WHI Estrogen-alone Substudy: The WHI estrogen-alone substudy was stopped early because an increased risk of stroke was observed, and it was deemed that no further information would be obtained regarding the risks and benefits of estrogen alone in predetermined primary endpoints.
Results of the estrogen-alone substudy, which included 10,739 women (average age of 63.6 years, range 50 to 79; 75.3% White, 15.1% Black, 6.1% Hispanic, 3.6% Other), after an average follow-up of 7.1 years, are presented in table below.

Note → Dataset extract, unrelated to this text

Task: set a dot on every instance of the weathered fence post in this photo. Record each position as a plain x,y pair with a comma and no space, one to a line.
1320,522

In the estrogen-alone substudy of WHI, there was no significant overall effect on the relative risk (RR) of CHD (RR 0.95, 95% nominal confidence interval [nCI] 0.78-1.16); a slightly elevated RR of CHD was reported in the early follow-up period and diminished over time. There was no significant effect on the RR of invasive breast cancer (RR 0.80, 95% nCI 0.62-1.04) or colorectal cancer (RR 1.08, 95% nCI 0.75- 1.55) reported. Estrogen use was associated with a statistically significant increased risk of stroke (RR 1.33, 95% nCI 1.05-1.68) and deep vein thrombosis (DVT) (RR 1.47, 95% nCI 1.06-2.06). The RR of PE (RR 1.37, 95% nCI 0.90-2.07) was not significantly increased. A statistically significant reduced risk of hip, vertebral and total fractures was reported with estrogen use (RR 0.65, 95% nCI 0.45-0.94), (RR 0.64, 95% nCI 0.44-0.93), and (RR 0.71, 95% nCI 0.64-0.80), respectively. The estrogen-alone substudy did not report a statistically significant effect on death due to other causes (RR 1.08, 95% nCI 0.88-1.32) or an effect on overall mortality risk (RR 1.04, 95% nCI 0.88-1.22). These confidence intervals are unadjusted for multiple looks and multiple comparisons. (See Table 4.)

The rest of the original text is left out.